The entire house consisted of five floors, with 2 bedrooms on each floor, except for the roof, which had our washing machine and clothes line. The house was spotless in terms of cleanliness, and we had a fantastic cook named Tuyet. She would prepare a variety of Vietnamese local dishes, but would also make the world's best lasagne! She tailored her cooking to my individual likes and dislikes, which was so kind and considerate of her. Each bedroom has an attached bathroom, so you only have to share it with one other person. The air-conditioning worked great, which is a big plus in hot weather and 90% humidity!

Additionally, one of my fondest memories of the trip revolved around the other volunteers living in the house. We happened to be only girls in the residence throughout my duration in Vietnam (one month) and I quickly became good friends with all of them. We represented six different countries, and we all could not have been happier to be volunteering with Projects Abroad in Hanoi. When we were not working, we would explore Hanoi and travel to nearby vacation spots on weekends. Some of our weekend trips included visits to Halong Bay, a UNESCO World Heritage Site, and to Sapa, a minority village near the Chinese border. In its entirety, the residence was fantastic.

My Teaching Placement

Teaching french

My placement teaching French was at a Vietnamese public school, about a fifteen minute taxi drive away from the volunteer house. Every morning, I would take the same taxi driver to work (who would always be waiting for me!) and then I would take the bus home in the afternoon. I worked Monday through Friday from 8am to around 4pm, and would typically assist the principal teacher in the morning, and then had my own class in the afternoon.
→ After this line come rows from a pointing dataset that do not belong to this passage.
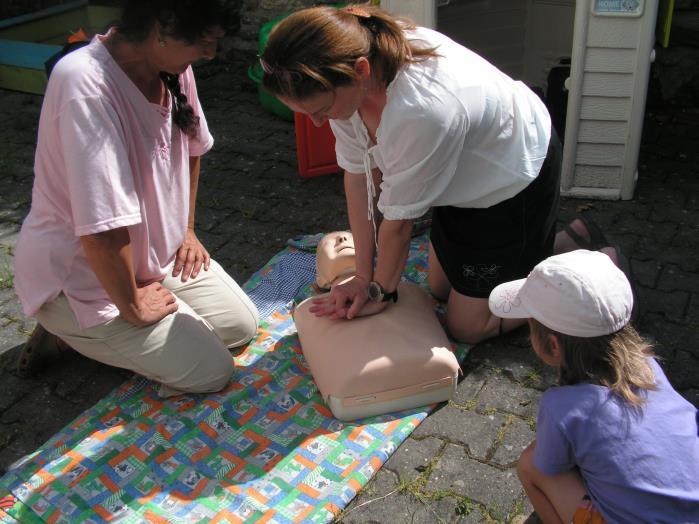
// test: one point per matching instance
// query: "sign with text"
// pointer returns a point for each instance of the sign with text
(617, 7)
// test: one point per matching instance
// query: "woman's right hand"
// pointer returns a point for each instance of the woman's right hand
(153, 303)
(345, 300)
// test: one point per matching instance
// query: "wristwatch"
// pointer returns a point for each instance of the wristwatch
(379, 294)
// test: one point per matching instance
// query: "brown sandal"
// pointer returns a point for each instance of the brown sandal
(597, 238)
(41, 349)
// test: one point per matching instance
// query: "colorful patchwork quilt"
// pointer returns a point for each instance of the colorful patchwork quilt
(265, 449)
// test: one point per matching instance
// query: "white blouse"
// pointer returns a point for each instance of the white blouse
(455, 131)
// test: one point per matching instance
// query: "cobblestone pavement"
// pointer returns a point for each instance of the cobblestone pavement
(459, 465)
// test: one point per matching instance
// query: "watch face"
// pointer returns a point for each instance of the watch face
(375, 292)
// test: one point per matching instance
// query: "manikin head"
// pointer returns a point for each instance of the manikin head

The first week was quite difficult to adjust to: the differences in education style initially shocked me. However as I became more accustomed to their method of learning and as the children learned that they needed to respect me as their teacher, things quickly ameliorated. By the middle of my trip, I was beginning to see progress in the children, which was a terrific feeling.

The afternoons were also a great experience because I had an entire class to myself. I was able to prepare my own lesson plans for the afternoon sessions, and could direct the class in any particular subject matter. In addition, I was also particularly impressed by the level of French of the students in my class. Some of the students were almost fluent! This made it even better, as I able to aid their improvement in French beyond "Bonjour, comment ca va?"
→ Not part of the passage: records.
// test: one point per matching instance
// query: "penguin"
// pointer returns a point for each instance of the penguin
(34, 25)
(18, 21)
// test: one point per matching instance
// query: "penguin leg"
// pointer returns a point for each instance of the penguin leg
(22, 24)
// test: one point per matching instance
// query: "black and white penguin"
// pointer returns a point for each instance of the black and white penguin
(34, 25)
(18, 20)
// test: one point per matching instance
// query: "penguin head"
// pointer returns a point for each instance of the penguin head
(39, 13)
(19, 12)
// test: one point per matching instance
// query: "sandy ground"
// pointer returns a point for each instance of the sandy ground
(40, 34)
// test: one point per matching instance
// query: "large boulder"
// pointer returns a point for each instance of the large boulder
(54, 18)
On my last day, all of the children cried when I told them that I was leaving. It was a very emotional, sad day. As I write this, I wish I was back in Vietnam. I really did get attached to the students in my class.

Final Thoughts

Teaching projectA little bit of advice for future teaching volunteers would be to prepare to teach discipline the first week you are there. This was the one struggle that I had to overcome. Once the children learn that you are their teacher and should be respected, they will calm down and start to listen. I also brought decorative pencils to give to the students when they would receive full marks on their written essays or if they engaged in French conversation in front of the class.

As for the Projects Abroad staff, they were always available and would respond to any problem, question, or concern within fifteen minutes. Whenever I would call with a simple question, they would spend time explaining the answer to me on the phone in great detail and were eager to continue discussing if I needed any other information.

They also organized group volunteer clean-ups, such as cleaning the local orphanage, and group volunteer outings, such as a trip to the Hanoi waterpark. In addition, I also wanted a tour of the local hospital while I was in Hanoi, and they were more than happy to arrange that and I even had a tour guide!

The staff were easy to talk to, always available, very welcoming, and take the time to show you how to navigate Vietnam. On my first day there as a volunteer, I was introduced to everyone at the office at an induction, and then the manager and I, along with a few other volunteers, went out to lunch and then for a tour of Hanoi. All in all, my trip to Vietnam was fantastic, and I plan to volunteer with Projects Abroad next summer in a different country!